‘Wassat?’ Common IT security tech terms baffle Millennials

A new study by Specops Software shows that 70% don’t know what ‘spam’ means, over a third don’t know how to delete their search history – and 67% can’t define ‘phishing’. Ouch!

Posted 21 May 2020 by

Gen Z, we know is, totally IT-savvy. How true is that of those aged 34 to 39 to (so born between about 1981 and 1986), though? The answer, as they say in the clickbait headlines, will shock you – especially if you’re a Cybersecurity professional.
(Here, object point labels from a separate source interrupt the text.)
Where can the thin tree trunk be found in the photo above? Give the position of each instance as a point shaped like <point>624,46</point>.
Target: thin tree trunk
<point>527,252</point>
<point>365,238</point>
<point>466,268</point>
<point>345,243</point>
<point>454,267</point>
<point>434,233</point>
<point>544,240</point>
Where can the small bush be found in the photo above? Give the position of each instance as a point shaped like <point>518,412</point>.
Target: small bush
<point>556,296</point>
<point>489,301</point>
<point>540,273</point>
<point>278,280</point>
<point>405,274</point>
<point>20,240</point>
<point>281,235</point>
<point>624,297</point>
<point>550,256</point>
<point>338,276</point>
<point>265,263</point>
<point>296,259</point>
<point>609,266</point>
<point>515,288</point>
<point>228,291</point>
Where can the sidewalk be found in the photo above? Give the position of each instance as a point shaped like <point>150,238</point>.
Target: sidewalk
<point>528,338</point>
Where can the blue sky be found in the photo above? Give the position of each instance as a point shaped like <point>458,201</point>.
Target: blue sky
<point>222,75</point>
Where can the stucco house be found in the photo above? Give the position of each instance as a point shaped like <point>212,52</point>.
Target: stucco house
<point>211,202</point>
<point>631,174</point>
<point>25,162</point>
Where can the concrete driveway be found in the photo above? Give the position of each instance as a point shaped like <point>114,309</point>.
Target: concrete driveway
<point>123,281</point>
To find out, Specops Software surveyed 2,445 of the so-say ‘Millennial’ age group who self-identified as regular computer users to discover which tech terms and computer tasks baffle them the most.

Specops Software

The tech task that baffles millennials the most is using a VPN. Despite its necessity to protect remote workers accessing company data, a whopping 92% can’t – potentially very worrying news for Cyber teams trying to make #WorkingFromHome a safe and easy process during Lockdown.

This is followed by enabling a firewall, which is seen as essential for protecting against attacks, only 11% know how to – 89% don’t know how.
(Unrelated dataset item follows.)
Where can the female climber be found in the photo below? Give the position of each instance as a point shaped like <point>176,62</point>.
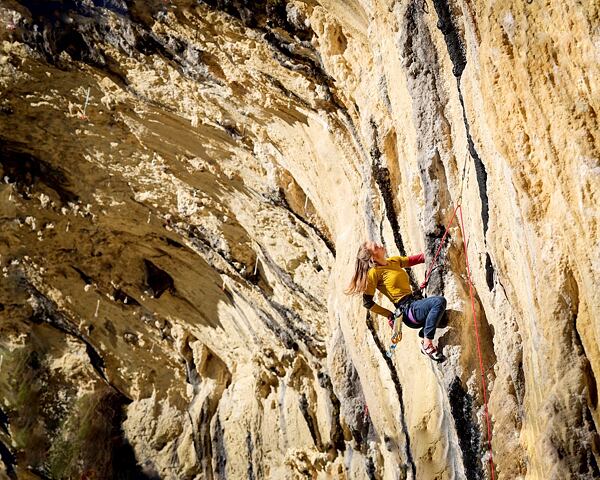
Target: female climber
<point>374,271</point>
Other simple IT tasks Millennials supposedly can’t do include:

  • Factory reset a laptop – 85% 
  • Troubleshoot problems – 43% 
  • Delete search history – 34% 
  • Search in incognito – 29% 

The task Millennials are most comfortable with is opening and running task managers (81% can do it), followed by running an antivirus scan– yet, a concerning 23% can’t do this!

When asked which technical terms they know, millennials know firewall the least – a whopping 82% couldn’t define it, while other mystery common IT terms that are also a mystery are:

  • HTML – 71%
  • Spam – 70%
  • Phishing – 67% 
  • LAN – 64% 
  • Bandwidth – 51%

Finally, 76% had to ‘Pass’ when asked if they knew what malware is, while 61% said they wouldn’t know what to do if they were hacked, compared with 39% who would. And of those that have been hacked, a concerning 73% said they hadn’t, or wouldn’t, change their behaviour. Only 27% would consider taking extra precautions to safeguard themselves for the future.